# 2014 Ankona Owners Tournament - Bradenton



## mikeregas (Mar 15, 2013)

Going to try to make over with GF and son. Glad to see that another trip has been organized as I missed the last one because I didn't have my boat yet. 

Look forward to meeting some fellow Ankona owners.


----------



## Shadowcast (Feb 26, 2008)

CHANGE OF DATE: 6/29/2014


----------



## warrenpb50 (Mar 18, 2013)

My wife and I are thinking of going although we are in Chokoloskee. May just drive up to see all the other boats and visit. How many people do you think will make it.


----------



## Shadowcast (Feb 26, 2008)

Hopefully you can make it. Not sure how many are going to make it. I have had many inquiries.

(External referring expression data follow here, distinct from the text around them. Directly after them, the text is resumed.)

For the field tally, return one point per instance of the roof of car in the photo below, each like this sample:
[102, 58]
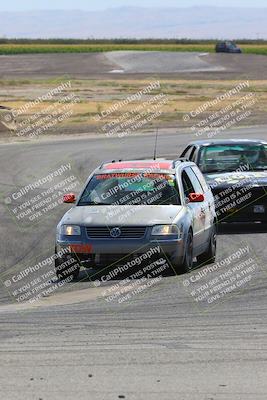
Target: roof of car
[157, 165]
[227, 141]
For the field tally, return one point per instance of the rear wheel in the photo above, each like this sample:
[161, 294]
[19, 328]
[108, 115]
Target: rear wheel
[187, 263]
[209, 256]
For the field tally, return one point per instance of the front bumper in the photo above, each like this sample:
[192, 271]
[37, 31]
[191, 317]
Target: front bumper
[108, 251]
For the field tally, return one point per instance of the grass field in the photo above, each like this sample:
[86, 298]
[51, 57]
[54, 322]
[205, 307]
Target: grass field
[96, 96]
[10, 49]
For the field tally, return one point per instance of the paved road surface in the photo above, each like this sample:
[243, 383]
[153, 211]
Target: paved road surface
[161, 345]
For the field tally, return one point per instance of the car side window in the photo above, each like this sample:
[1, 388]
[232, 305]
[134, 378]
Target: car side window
[186, 152]
[201, 178]
[195, 184]
[192, 156]
[187, 184]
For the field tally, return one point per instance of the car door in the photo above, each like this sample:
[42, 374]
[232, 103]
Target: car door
[209, 202]
[191, 184]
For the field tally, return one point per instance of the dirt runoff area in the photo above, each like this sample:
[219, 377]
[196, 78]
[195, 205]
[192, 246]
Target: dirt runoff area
[114, 94]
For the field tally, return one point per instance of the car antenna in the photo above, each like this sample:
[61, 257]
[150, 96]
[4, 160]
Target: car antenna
[156, 144]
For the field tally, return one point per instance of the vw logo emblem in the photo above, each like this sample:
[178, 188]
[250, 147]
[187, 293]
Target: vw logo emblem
[115, 232]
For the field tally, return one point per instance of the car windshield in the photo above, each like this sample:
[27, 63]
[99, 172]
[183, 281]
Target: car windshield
[231, 157]
[131, 189]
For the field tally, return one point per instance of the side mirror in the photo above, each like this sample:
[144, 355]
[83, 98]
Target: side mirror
[69, 198]
[196, 197]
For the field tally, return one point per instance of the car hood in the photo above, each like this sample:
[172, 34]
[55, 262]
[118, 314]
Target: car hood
[256, 178]
[121, 215]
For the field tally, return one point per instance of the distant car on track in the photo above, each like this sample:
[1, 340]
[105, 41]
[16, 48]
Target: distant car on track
[227, 47]
[236, 170]
[127, 207]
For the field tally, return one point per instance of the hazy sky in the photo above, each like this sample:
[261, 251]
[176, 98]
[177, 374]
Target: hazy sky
[20, 5]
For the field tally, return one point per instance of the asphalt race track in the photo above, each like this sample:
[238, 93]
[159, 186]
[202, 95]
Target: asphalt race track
[162, 344]
[129, 63]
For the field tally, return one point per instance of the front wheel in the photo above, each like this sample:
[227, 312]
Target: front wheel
[66, 270]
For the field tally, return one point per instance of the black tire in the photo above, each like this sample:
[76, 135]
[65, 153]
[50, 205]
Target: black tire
[68, 272]
[188, 254]
[209, 256]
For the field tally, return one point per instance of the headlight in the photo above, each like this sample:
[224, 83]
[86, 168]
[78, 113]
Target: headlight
[162, 230]
[71, 230]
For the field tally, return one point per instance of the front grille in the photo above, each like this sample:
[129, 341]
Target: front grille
[127, 232]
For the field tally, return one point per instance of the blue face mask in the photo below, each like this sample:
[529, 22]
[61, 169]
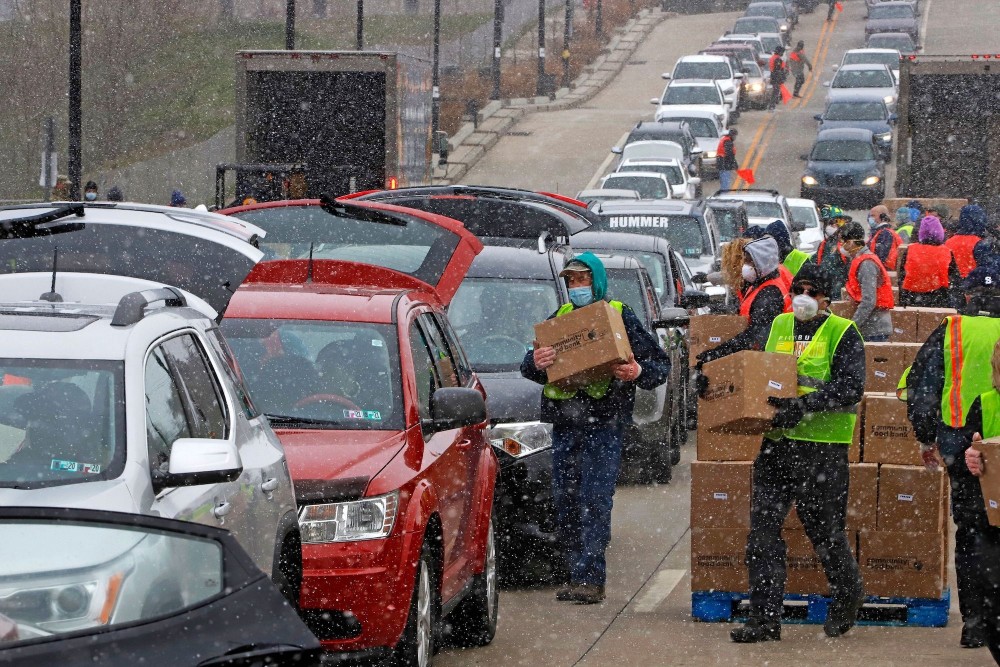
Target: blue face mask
[581, 296]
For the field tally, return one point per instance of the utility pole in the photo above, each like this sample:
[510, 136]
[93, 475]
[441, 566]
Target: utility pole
[540, 87]
[290, 25]
[436, 72]
[361, 26]
[497, 43]
[74, 159]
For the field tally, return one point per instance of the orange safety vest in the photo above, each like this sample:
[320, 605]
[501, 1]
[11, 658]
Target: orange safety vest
[926, 267]
[746, 300]
[883, 297]
[961, 247]
[897, 240]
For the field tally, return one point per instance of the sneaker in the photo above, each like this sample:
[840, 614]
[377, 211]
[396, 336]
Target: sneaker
[755, 630]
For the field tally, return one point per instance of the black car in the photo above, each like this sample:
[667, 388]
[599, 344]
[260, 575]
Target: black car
[845, 168]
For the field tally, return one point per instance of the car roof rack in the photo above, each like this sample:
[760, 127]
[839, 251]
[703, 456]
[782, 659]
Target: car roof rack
[132, 307]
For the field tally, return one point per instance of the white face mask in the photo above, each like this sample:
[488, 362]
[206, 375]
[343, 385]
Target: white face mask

I'm sure as we get closer we will have a better idea.


----------



## High + Dry Adventures (Apr 11, 2011)

The good o' days


https://www.youtube.com/watch?v=CNzt3vf5w6M


----------



## Godzuki86 (Nov 30, 2013)

Sweet video H&D. Looked like a good gathering. That was a really cool looking redfish Alyssa (sorry if I spelled wrong) caught. Looked like leopard spots!


----------



## BMPDave2013 (Nov 12, 2013)

Any photos from the event???


----------



## TampaFlyGirl (Feb 15, 2012)

Thanks Andy! It must have been those bright chartreuse shorts. They were good luck, hahaha.


----------